With more than 600 degrees of freedom and with interest only in the null hypothesis, the statistic is compared with a threshold chosen in the two-tailed Student’s t-distribution table. Table 3 shows that the values calculated for the Welch’s t-test do not exceed the threshold of α = 0.01, which is 2.5758 (using population size ∞ in the Student’s t-distribution table). So, the null hypothesis is not rejected and the means are equals, which validate the measurement methodology. In addition, Table 3 shows that, in general, larger values of Welch’s t-test are related to larger values of voltage. This is because a thresholding technique is used in the image processing methodology and the results of this process depends directly on the quantity of light present in the scene, which has greater proportionality with the arc size. So, in order to improve the measurement technique and without modifying the image processing methodology, the employment of other optical filters is suggested. In this case, it can be suggested to use a neutral density filter (no less than 80% transmission) and a band-pass optical filter in the region of infrared radiation (instead of the long-pass optical filter), aiming to reduce brightness and noise in the scene without affecting the location of actual reference points.

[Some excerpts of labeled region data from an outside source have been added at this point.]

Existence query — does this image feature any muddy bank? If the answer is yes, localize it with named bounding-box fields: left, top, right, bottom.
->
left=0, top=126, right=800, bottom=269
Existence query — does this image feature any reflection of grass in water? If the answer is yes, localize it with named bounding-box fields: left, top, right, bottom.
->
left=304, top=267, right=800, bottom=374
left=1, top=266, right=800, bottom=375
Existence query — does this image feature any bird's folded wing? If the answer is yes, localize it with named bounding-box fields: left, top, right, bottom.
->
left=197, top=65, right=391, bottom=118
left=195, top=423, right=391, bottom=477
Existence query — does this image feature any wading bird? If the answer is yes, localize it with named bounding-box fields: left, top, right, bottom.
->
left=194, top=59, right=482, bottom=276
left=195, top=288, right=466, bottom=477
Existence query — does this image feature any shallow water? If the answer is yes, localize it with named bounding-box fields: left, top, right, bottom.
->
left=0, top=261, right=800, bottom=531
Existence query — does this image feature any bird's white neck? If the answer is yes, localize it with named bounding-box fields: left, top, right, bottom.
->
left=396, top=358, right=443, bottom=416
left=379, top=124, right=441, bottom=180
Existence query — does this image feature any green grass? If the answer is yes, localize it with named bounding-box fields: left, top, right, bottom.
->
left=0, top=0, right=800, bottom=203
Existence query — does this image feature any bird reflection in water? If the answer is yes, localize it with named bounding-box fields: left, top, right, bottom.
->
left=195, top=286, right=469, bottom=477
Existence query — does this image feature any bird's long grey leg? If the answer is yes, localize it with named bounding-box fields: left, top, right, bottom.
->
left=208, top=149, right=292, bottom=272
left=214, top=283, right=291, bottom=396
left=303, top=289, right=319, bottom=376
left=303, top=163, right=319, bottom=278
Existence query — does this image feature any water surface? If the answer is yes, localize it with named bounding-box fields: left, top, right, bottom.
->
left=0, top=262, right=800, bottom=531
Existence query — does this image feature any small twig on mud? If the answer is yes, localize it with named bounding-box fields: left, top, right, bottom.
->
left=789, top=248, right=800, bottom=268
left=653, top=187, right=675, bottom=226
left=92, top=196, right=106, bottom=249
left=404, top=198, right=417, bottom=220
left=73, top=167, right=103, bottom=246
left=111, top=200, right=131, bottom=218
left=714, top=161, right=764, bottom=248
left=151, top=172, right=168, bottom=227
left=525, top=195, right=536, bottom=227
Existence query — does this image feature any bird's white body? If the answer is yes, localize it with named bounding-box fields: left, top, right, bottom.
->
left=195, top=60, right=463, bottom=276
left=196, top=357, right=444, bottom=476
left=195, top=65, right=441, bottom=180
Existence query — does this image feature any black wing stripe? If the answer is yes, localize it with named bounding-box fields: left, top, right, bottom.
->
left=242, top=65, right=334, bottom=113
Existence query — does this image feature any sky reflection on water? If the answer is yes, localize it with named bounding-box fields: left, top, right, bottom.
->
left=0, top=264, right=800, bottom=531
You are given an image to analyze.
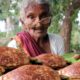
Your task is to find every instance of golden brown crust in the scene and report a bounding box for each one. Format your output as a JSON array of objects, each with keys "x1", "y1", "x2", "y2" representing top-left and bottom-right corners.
[
  {"x1": 0, "y1": 47, "x2": 29, "y2": 74},
  {"x1": 0, "y1": 65, "x2": 60, "y2": 80},
  {"x1": 59, "y1": 62, "x2": 80, "y2": 80},
  {"x1": 36, "y1": 53, "x2": 67, "y2": 69}
]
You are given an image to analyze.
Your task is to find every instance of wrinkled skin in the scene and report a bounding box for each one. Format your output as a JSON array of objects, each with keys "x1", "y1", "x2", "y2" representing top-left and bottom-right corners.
[
  {"x1": 58, "y1": 62, "x2": 80, "y2": 80},
  {"x1": 0, "y1": 65, "x2": 60, "y2": 80}
]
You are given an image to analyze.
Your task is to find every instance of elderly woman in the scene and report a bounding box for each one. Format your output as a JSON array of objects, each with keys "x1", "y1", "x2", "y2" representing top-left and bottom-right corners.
[{"x1": 8, "y1": 0, "x2": 64, "y2": 57}]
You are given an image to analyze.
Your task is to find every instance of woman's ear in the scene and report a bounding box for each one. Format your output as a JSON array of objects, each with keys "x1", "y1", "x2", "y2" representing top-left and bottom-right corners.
[{"x1": 19, "y1": 18, "x2": 24, "y2": 25}]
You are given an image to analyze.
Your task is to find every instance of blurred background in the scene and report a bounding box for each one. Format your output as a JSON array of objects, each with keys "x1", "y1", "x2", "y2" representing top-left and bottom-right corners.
[{"x1": 0, "y1": 0, "x2": 80, "y2": 53}]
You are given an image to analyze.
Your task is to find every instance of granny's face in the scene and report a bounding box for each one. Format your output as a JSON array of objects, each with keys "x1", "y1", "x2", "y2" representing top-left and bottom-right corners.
[{"x1": 24, "y1": 4, "x2": 51, "y2": 37}]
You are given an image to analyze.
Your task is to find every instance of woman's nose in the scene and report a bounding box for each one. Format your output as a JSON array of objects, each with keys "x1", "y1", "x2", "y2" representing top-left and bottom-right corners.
[{"x1": 35, "y1": 17, "x2": 41, "y2": 26}]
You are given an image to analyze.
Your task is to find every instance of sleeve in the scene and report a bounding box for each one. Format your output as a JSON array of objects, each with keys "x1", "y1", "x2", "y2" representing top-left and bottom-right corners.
[
  {"x1": 7, "y1": 40, "x2": 17, "y2": 48},
  {"x1": 49, "y1": 34, "x2": 64, "y2": 55},
  {"x1": 57, "y1": 36, "x2": 65, "y2": 55}
]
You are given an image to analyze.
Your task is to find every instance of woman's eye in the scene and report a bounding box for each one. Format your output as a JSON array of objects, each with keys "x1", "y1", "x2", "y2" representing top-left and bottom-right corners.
[{"x1": 28, "y1": 15, "x2": 34, "y2": 19}]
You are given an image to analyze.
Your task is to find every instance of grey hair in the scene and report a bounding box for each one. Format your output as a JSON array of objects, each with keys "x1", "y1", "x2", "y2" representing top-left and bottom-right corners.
[{"x1": 20, "y1": 0, "x2": 50, "y2": 21}]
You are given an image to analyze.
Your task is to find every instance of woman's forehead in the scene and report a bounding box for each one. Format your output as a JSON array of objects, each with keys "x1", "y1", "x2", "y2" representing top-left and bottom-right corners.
[{"x1": 25, "y1": 4, "x2": 49, "y2": 13}]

Finally, Figure 17 plots the processing time for each image to obtain the width and height measurements with the work point of 21 V and 6 m/min. As shown in Figure 17, the processing time does not exceed 3 ms, this with a vision system built using C++ programming languages and a personal desktop computer with a 2.4 GHz processor and 3GB of RAM.

4. Conclusions

This paper proposes an approach for accomplishing real-time measurements of the weld bead width and height in GMAW processes by using a passive vision system and digital image processing techniques. From the results obtained from a comparison of the system using real-time data collected from different experimental work points with off-line 3D reconstruction of the weld beads, it is possible to conclude that the methodology proposed is efficient and it is ready to be used straightly in real-time control processes based on both the width and height of weld beads. Besides, the use of projective transformation mapping in the image calibration process allows the employment of a single camera without object occlusion, which is important to reduce processing time as well as to get a better setup in favor of industrial applications. Finally, the direct use of pixel positions and pixel binary values in the image processing methodology allows a shorter processing time, which is important in real-time applications that require additional processing, such as feedback control processes.